Dankeschön, ich werds gleich mal ausprobieren.
Ich hatte früher mal etwas JSF benutzt, aber es hat mir dann nicht so zugesagt. Hatte in Verbindung mit Spring einige Probleme.
Du würdest es aber auf jeden Fall empfehlen?
Da muss ich ja dann auch ein faces servlet auf alle resourcen mappen, oder nicht?

Was die Datenbank betrifft verwende ich eh schon Hibernate.
Soll ich mich da eher an JPA halten, oder würdest du ohne Bedenken Hibernatespezifisches nutzen. (Im Bezug das später mal zu wechseln)

Und schließlich: Funktioniert "user.getId" auch in Verbindung mit SpringSecurity und welche imports brauche ich da.

LG


----------



## F.S.WhiTeY (15. Jun 2011)

Hibernate 3.X kann JPA bzw. ist JPA-Verifiziert. Ist also nix groß anderes und kann weiterhin verwendet werden. 

JSF 2.0 braucht keinen großen Aufwand und muss nicht gemappt werden. Dafür gibt es Annotationen und das Servelt geht automatisch. Ist bei JSP btw. nicht viel anders. 

JSF 2.0
JSFAtWork, JSF 2.0 und Apache MyFaces

Spring  security braucht neuerdings nur noch das Spring-Security-Framework, welches als Standalone laufen kann. log4j wäre noch ganz ratsam.

Spring Security 3.X
Spring Security


----------



## JanHH (15. Jun 2011)

Ich kenn mich eigentlich nur mit den JEE-Standardtechnologien (JSF, JPA, JEE6) aus, aber wüsste nicht, warum man die nicht empfehlen sollte.
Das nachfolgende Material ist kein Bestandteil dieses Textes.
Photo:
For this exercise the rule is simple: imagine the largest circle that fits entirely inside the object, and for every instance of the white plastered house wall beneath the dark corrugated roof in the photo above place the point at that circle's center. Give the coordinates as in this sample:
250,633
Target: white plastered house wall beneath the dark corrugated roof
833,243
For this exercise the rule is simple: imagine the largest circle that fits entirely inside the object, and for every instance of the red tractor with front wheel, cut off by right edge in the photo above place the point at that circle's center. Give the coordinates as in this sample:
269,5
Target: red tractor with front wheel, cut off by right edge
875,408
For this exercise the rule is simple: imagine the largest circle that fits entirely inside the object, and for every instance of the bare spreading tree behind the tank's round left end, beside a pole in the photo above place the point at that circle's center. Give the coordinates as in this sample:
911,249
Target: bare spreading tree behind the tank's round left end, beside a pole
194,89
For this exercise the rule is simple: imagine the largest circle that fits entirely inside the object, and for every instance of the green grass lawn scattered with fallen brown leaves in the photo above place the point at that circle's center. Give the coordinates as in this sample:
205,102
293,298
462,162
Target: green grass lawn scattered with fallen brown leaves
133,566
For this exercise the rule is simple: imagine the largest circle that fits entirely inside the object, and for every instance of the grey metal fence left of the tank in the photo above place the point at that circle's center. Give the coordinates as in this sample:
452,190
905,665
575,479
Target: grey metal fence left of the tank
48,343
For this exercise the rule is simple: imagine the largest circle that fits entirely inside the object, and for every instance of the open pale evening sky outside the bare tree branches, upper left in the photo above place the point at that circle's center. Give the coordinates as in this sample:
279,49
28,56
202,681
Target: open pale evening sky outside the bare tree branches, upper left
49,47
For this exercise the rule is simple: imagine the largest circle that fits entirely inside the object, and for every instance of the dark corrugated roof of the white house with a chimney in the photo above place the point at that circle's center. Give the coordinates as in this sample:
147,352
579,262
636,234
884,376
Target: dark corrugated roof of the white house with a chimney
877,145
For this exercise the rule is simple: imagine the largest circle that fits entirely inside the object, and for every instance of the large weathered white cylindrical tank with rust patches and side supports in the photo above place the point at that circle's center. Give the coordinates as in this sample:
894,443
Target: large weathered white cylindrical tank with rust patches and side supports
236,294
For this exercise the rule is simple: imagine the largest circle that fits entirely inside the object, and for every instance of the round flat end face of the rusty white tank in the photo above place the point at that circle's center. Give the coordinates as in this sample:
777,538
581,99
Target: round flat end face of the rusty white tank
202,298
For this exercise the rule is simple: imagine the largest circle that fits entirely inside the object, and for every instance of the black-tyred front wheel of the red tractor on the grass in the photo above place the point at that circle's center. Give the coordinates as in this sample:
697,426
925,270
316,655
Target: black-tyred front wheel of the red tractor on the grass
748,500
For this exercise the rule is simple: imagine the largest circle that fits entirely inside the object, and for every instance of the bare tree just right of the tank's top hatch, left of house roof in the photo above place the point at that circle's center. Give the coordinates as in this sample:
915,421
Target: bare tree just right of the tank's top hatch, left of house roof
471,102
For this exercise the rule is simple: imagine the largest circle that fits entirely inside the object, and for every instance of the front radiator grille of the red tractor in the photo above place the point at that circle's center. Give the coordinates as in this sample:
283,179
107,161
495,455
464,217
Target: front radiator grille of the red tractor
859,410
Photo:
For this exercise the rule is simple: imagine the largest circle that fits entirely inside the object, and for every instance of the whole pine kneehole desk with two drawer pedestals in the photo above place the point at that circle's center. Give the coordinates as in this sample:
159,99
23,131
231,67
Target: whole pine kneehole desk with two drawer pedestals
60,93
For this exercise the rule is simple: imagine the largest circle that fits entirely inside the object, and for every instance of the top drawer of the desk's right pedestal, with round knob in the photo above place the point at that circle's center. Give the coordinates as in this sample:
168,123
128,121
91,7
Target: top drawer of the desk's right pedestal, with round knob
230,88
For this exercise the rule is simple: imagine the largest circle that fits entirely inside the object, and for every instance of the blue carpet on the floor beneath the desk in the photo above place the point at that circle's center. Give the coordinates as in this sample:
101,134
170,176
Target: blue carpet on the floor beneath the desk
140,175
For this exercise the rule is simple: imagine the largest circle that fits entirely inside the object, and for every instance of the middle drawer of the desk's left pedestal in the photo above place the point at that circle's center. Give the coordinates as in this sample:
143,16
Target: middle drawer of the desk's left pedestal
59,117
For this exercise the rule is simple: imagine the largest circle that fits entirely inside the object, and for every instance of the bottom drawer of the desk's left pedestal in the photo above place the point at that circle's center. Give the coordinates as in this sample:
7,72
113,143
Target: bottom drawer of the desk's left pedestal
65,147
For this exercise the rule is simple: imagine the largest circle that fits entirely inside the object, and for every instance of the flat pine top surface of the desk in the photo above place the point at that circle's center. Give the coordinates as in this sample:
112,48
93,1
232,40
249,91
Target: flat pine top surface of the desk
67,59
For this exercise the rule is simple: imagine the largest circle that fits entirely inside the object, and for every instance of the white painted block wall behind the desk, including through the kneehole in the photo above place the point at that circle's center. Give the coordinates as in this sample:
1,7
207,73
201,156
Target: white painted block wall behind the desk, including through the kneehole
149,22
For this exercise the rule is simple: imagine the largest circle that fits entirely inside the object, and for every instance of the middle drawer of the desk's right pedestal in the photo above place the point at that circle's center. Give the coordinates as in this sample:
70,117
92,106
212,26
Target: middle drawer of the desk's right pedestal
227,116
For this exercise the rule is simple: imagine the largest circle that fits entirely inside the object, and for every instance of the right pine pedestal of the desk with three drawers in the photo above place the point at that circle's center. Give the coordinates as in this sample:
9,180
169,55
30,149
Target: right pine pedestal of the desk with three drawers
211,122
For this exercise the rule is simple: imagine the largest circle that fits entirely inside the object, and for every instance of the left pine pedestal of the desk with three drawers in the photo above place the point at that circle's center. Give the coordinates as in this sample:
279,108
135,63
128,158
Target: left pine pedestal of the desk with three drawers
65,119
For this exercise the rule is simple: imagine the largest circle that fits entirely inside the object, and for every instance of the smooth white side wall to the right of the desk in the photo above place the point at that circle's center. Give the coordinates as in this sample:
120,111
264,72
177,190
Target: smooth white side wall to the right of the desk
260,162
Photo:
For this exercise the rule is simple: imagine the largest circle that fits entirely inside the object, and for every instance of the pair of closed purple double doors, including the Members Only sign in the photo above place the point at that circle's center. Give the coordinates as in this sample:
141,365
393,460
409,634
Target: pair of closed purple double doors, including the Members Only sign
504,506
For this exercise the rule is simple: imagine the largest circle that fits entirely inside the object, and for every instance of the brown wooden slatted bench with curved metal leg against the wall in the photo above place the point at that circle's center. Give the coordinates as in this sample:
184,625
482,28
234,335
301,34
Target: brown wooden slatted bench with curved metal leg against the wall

Ist ja sozusagen "der vorgesehen Weg", sowas zu implementieren.


----------



## Tarantoga (16. Jun 2011)

Naja, ein Negativbeispiel von JSF ist zum Beispiel, dass die URL immer "nachhinkt", wenn man keinen redirect in den Navigationrules angibt.
Sonst weiß der Browser nicht welche JSP den View rendert und gibt die vorherige wieder.

Es gibt zwar Lösungen dazu, aber ich habs dann lieber gleich gelassen.
Manche sagen auch JSF würde Apps unnötig verlangsamen, was ich persönlich zwar nicht bestätigen kann, dazu habe ich es nicht lange genug getestet.

Also dass meine ich damit ob man es empfehlen kann.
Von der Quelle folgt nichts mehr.